« Au-delà du constat historico-sociologique, que peut signifier la figure de l’adolescent.e au cinéma ? » *L’empire de l’adolescence, revue Vertigo n°45.
Qui se souvient d’un adolescent dans le cinéma muet ? ou même le cinéma des années trente ?) Le phénomène date des années cinquante : Blackboard Jungle (R. Brooks) et Rebel without a cause (N. Ray) signent l’émergence du teen-movie aux États-Unis, qui très vite acquiert ses modalités propres de création et de diffusion (le cinéma d’exploitation, le drive in).

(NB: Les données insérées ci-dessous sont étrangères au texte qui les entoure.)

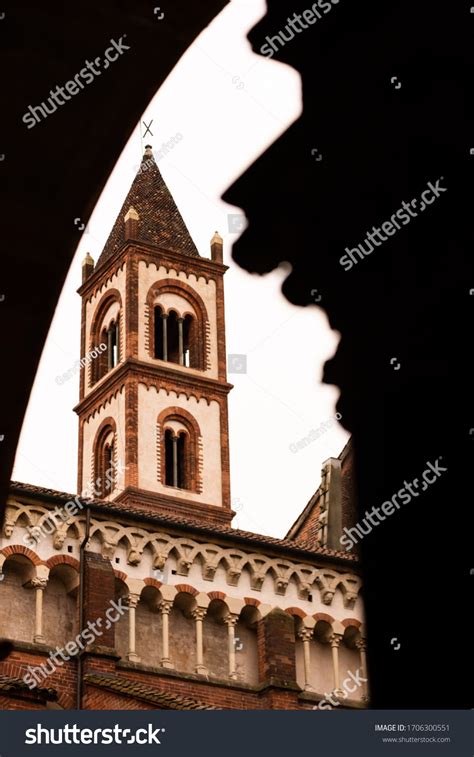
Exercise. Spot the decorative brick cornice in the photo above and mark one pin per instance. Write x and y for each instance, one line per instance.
(172, 379)
(167, 504)
(62, 560)
(19, 549)
(150, 254)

Le XXe siècle a inventé l’adolescence. Les nombreux changements sociaux survenus dans le sillage de l’Après-guerre – l’allongement de la durée des études, l’entrée plus tardive dans la vie active, la construction, par la publicité, le marketing et les industries culturelles, d’un cœur de cible idoine, la naissance de codes culturels spécifiant et circonscrivant cette tranche d’âge – ont conduit à un étirement du passage entre deux âges, et l’adolescent, être ontologiquement de/du passage, s’est immiscé entre l’enfance et l’âge d’homme. C’est alors qu’il devint un personnage de cinéma.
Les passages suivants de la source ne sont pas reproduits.